Fragments from a Neo-Master Memory Palace

Dongguan, China

0002078 CE


Neo-Master Memory palaces were folk memorials made in the post-internet Age to commemorate communities lost in the destruction of all digital platforms. Their makers were predominantly Chinese nostalgia cults, established to revive the group identities of important online ‘landscapes’ forged in the pre-apocalypse transition from analogue to digital lifeways. 


IMoB 33114.

Curator
Minory/ subculture people hybrid, present
Early-Anthropocene

Portraits of the Smarts

China

c. early 22nd century


The name Master relates to a person who has great skill or proficiency; a term of respect for an elite, influential artist who creates masterpieces; an owner, lord, or people who have gained control over a particular situation, and who usually have people working for them, such as slaves; a man in charge of an organization or group. There is also a phrase 'future master' , which is used to describe children in socialist countries, which also has resonance with my phrase. The idea of being the '57th minority' in a culture with 56 acknowledged monorities refers to a mastery that once belonged to the Smart. 'Be your own master' is the desire of young migrants in urban and rural areas, both online and in reality. 

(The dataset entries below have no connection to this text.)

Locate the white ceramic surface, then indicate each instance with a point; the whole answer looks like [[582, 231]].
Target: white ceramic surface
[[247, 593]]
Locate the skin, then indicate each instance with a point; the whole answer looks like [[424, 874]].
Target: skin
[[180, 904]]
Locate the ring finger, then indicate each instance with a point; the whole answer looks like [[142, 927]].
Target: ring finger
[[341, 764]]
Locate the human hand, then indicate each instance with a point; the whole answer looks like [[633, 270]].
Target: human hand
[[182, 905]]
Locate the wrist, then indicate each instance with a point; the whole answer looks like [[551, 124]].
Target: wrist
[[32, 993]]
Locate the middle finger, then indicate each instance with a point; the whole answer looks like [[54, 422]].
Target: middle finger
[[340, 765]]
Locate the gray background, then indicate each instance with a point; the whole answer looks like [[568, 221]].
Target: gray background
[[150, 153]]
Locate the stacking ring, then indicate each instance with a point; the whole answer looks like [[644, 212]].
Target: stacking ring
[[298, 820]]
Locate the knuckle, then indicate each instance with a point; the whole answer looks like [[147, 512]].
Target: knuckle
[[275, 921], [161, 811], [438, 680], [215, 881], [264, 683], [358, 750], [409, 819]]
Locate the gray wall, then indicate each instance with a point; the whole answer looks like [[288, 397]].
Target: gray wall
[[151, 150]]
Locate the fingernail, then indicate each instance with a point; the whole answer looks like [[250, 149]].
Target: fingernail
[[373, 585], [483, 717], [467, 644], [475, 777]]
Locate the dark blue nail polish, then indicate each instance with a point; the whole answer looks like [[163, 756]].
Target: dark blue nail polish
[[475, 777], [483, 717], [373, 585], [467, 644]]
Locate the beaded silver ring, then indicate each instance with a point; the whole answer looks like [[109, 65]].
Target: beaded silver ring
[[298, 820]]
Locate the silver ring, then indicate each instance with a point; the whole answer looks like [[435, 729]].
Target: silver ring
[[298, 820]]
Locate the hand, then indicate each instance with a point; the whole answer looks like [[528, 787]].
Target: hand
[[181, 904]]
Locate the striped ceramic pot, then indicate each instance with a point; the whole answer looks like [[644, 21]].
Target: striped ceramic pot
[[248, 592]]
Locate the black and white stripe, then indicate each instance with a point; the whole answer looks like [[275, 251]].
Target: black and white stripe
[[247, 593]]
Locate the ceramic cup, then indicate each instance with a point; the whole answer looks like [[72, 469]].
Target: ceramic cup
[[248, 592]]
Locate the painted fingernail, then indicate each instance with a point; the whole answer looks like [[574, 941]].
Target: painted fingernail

This object used GAN technology to deep learn thousands of Chinese ethnic minority portraits and photos of Smart selfie from the internet, to generate a group portrait as avatars of Neo-mastr. By collecting typical images and videos of Smart – an internet subculture in China on online platforms, it transforms virtual space into a 'memory palace' for the archaeological history of the Smart people through the digging of the remains of smart people on the Internet. Here is a place for Chinese netizens from the 2000s to get nostalgic about their unique subculture: Smart (Sha-ma-te 杀马特). Smarts are post internet folk art forces that has risen along with the popularity of the Internet in urban and rural areas. There is a lot of global influence in them – punk and goth from the West and Japanese visuals; Korea wave from the East. There are also some primitive tribal customs of ethnic minorities. They are the product of the paradoxical transition from agrarian tradition to urbanization, the one-child policy and the second generation of migrant workers.